ESG data extraction

Hi,

I am extracting multiple ESG metrics for various companies from 2006 to 2024. However, I’m facing an issue: the output structure does not include a date for every company when data is missing. I would like to modify the output so that there is an entry for every date in the range for all companies, regardless of whether data is available.

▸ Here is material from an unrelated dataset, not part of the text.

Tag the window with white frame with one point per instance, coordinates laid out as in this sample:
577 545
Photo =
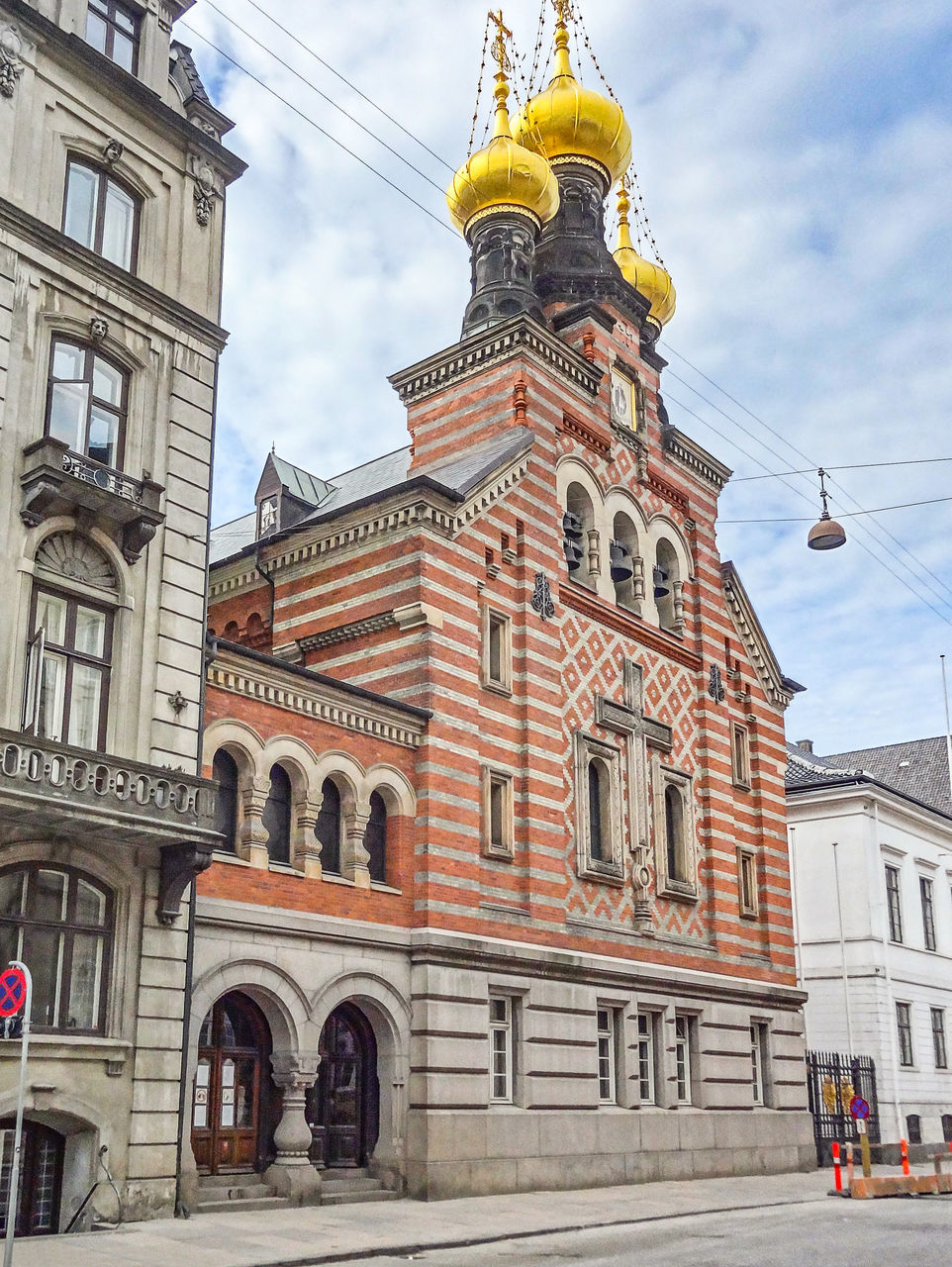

I have attached my code along with a screenshot showing a snippet of the current output. Could you please assist with this?

Thank you in advance.

Emission Fields

emissions_fields = [
"TR.AnalyticEnvExpenditures.fperiod",
"TR.AnalyticEnvExpenditures",
"TR.PolicyEmissions",
"TR.TargetsEmissions",
"TR.BiodiversityImpactReduction",
"TR.NOxSOxEmissionsReduction",
"TR.VOCEmissionsReduction",
"TR.PMReduction",
"TR.WasteReductionInitiatives",
"TR.eWasteReduction",
"TR.EmissionsTrading",
"TR.EnvPartnerships",
"TR.ISO14000",
"TR.EMSCertifiedPct",
"TR.EnvRestorationInitiatives",
"TR.StaffTransportationReduction",
"TR.ClimateChangeRisksOpp",
"TR.EnvInvestments",
"TR.WasteRecyclingRatio",
"TR.EmissionReductionTargetPctage",
"TR.EmissionsTargetAnnualReduction",
"TR.BiodiversityNetPositiveImpact",
"TR.BiodiversityTargets",
"TR.TargetsPollution",
"TR.TargetsWaste",
"TR.PolicyPollution",
"TR.PolicyWaste",
"TR.AnalyticEnvExpendituresScore",
"TR.PolicyEmissionsScore",
"TR.eWasteReductionScore",
"TR.EmissionsTradingScore",
"TR.EnvPartnershipsScore",
"TR.EMSCertifiedPctScore",
"TR.EnvRestorationInitiativesScore",
"TR.StaffTransportationReductionScore",
"TR.ClimateChangeRisksOppScore",
"TR.BiodiversityCommitment"
]

Extract ESG Data

start_date = '2006-12-31'
end_date = '2024-12-31'
ric = list(historical_constituents['Constituent RIC'].unique())

def get_esg_data(fields, ric):
df = ld.get_data(
universe=ric,
fields=fields,
parameters={'Sdate': start_date, 'Edate': end_date, 'Frq': 'FY', 'Period': 'FY0'},
header_type=ld.HeaderType.TITLE
)
return df

emissions_df = get_esg_data(emissions_fields, ric)
emissions_df

Tagged:

Answers

  • Jirapongse
    Jirapongse ✭✭✭✭✭

    @Pasa

    Thank you for reaching out to us.

    I tested the following code.

    emissions_fields = [
        "TR.AnalyticEnvExpenditures.fperiod",
        "TR.AnalyticEnvExpenditures",
        "TR.PolicyEmissions.fperiod",
        "TR.PolicyEmissions",
        "TR.PolicyEmissionsScore.fperiod",
        "TR.PolicyEmissionsScore"
        ]
    start_date = '2006-12-31'
    end_date = '2024-12-31'
    
    df = ld.get_data(
        universe=["BBBY.OQ^E23","INSW.N"],
        fields=emissions_fields,
        parameters={'Sdate': start_date, 'Edate': end_date, 'Frq': 'FY', 'Period': 'FY0'},
        header_type=ld.HeaderType.TITLE
        )
    
    df
    

    I got this data.

    image.png

    First, you can contact the helpdesk team directly via MyAccount to verify the content.

    As far as I know, the API doesn't have an ability to fill in missing values.

  • Pasa
    Pasa Newcomer

    Hi,

    Thank you for your assistance.

    Just to confirm:

    It is not possible to extract all dates within the specified date range at the given frequency without retrieving the date ("fperiod") for every single data point? I want to limit the data extraction as much as possible :-)

  • Jirapongse
    Jirapongse ✭✭✭✭✭

    API just sends a request to the endpoint and retrieve a response.

    You may need to contact the helpdesk team to confirm this.